Wilhelm and her husband, Damon Knight, were the anchor team for those final two weeks for the best part of three of the four decades for which Clarion has been existence. And so Storyteller explains how the workshop started, how it struggled, how the two of them got involved, and what they taught, enlivened by anecdotes. At the risk of alienating a fairly large chunk of the people reading this, I’ve always been a little sceptical about the cult of the storyteller--Writers are special flowers and writing is a mystical, magical process!--that workshops seem to encourage. Too, the whole enterprise feels semi-mythological; there have been other incarnations (Clarion West; Clarion South, in Australia) but to date, no European spinoff has been successful, so the stories that filter out have a faraway feel to them.
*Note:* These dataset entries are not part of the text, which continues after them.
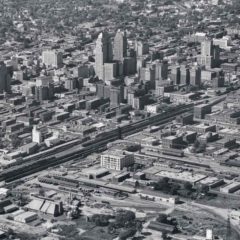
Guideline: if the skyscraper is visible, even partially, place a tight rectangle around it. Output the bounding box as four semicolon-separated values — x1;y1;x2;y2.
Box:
113;30;127;61
197;39;219;69
95;31;112;80
42;50;63;68
0;62;11;92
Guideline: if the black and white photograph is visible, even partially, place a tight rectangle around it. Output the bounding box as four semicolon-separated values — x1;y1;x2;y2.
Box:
0;0;240;240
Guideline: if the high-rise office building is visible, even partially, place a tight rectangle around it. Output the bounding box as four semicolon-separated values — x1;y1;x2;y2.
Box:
180;65;190;85
110;86;124;107
135;41;149;57
42;50;63;68
0;62;11;92
113;30;127;61
171;66;181;85
35;76;54;102
103;63;117;82
153;60;168;81
197;39;220;69
95;31;113;80
190;67;201;87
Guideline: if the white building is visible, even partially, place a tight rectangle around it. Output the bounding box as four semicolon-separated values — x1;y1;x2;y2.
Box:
101;150;134;171
42;50;63;68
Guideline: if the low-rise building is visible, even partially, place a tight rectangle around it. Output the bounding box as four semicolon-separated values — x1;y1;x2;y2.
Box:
101;151;134;171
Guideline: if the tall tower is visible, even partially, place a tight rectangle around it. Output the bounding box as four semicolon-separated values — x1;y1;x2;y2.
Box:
0;62;11;92
113;29;127;61
197;39;220;68
95;31;112;80
42;50;63;68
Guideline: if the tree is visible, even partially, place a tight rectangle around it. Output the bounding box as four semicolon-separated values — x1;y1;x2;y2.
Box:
157;213;167;223
116;209;136;227
119;228;137;240
183;182;192;191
On the other hand, perhaps there’s an element of jealousy--if not specifically for the writing aspect, for the element of community that seems to go with it, and the implausibility of ever being able to take that much time off work in one go (or of being able to find sufficient money to make it feasible). But Clarion doesn't seem to be particularly a bastion of privilege, so it must be possible to go if you’re prepared to give up enough. (When they do something similar for critics, you know I'll be there.)
If I wanted to criticise, I could point to the strange sense of cosiness that permeates the book. Few of the anecdotes have names attached; they just happened to nameless students, adding to the general air of clubbiness (insiders, of course, will know who she’s talking about … right?). But you can see why Wilhelm does it--naming names would make the bluntness of the lessons sting that much harder, possibly even seem vindictive, and since the other main element of the book is too dispense writerly wisdom, it would be a counterproductive thing to do.
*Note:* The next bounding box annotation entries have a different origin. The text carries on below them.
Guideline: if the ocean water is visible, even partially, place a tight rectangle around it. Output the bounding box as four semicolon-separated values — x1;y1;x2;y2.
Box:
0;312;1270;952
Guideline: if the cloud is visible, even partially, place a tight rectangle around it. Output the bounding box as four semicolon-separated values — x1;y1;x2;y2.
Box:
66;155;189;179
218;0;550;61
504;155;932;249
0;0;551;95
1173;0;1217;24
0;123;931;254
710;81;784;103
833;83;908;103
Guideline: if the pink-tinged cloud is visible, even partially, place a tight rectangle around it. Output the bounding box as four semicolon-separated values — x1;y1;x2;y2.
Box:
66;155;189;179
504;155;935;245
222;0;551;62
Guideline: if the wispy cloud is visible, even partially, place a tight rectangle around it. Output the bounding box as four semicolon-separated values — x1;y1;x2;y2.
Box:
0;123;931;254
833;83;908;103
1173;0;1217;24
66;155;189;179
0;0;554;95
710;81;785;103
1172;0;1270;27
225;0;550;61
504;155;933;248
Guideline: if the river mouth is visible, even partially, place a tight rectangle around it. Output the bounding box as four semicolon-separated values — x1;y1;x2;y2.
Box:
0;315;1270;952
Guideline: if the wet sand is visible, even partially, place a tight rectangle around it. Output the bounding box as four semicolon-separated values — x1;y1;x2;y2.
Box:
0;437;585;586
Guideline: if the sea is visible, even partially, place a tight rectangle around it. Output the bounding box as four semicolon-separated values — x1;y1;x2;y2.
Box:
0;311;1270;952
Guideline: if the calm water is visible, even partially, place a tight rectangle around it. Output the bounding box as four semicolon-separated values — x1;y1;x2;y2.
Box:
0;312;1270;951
With the wisdom comes the other easy criticism: that Clarion teaches conformity; that it teaches how to produce saleable fiction, not art; that it’s responsible for too much mediocrity in the short fiction market. Of course that’s a false criticism too, because art can’t be taught, because editors will buy what they will. And moreover (as Wilhelm and Knight
realised early on) some things about fiction surely can be taught. What Clarion really teaches, perhaps, is how to break into the market; how to display the basic competence that will earn the trust that allows a writer to experiment. And while it’s easy (as a layman) to quibble with some of the advice, to debate whether stories really have to follow all the rules, some of the other injunctions are beautifully acute. Some are specific to science fiction; most are surely generally applicable. My favourite observation is the definition of style: ‘how each writer solves individual problems of translating nonverbal material into verbal material’.
Most importantly, what is impossible to deny is that Clarion works. And in the end, the book works too. It gets under all my defenses. It’s a slice of history, a picture of the community, a piece of the conversation. And more than that, it engenders respect: for Wilhelm’s perceptiveness, and her compassion, but most of all her commitment to honesty. There is excessive candour in these pages, from years before John Clute formalised the sentiment. Somewhere (I didn’t note the page, for once; I was too engrossed in the reading, which should tell you something in itself) Wilhelm observes that anecdotes don’t make a story. Her own book just about proves that that rule is no more set in stone than any of the others.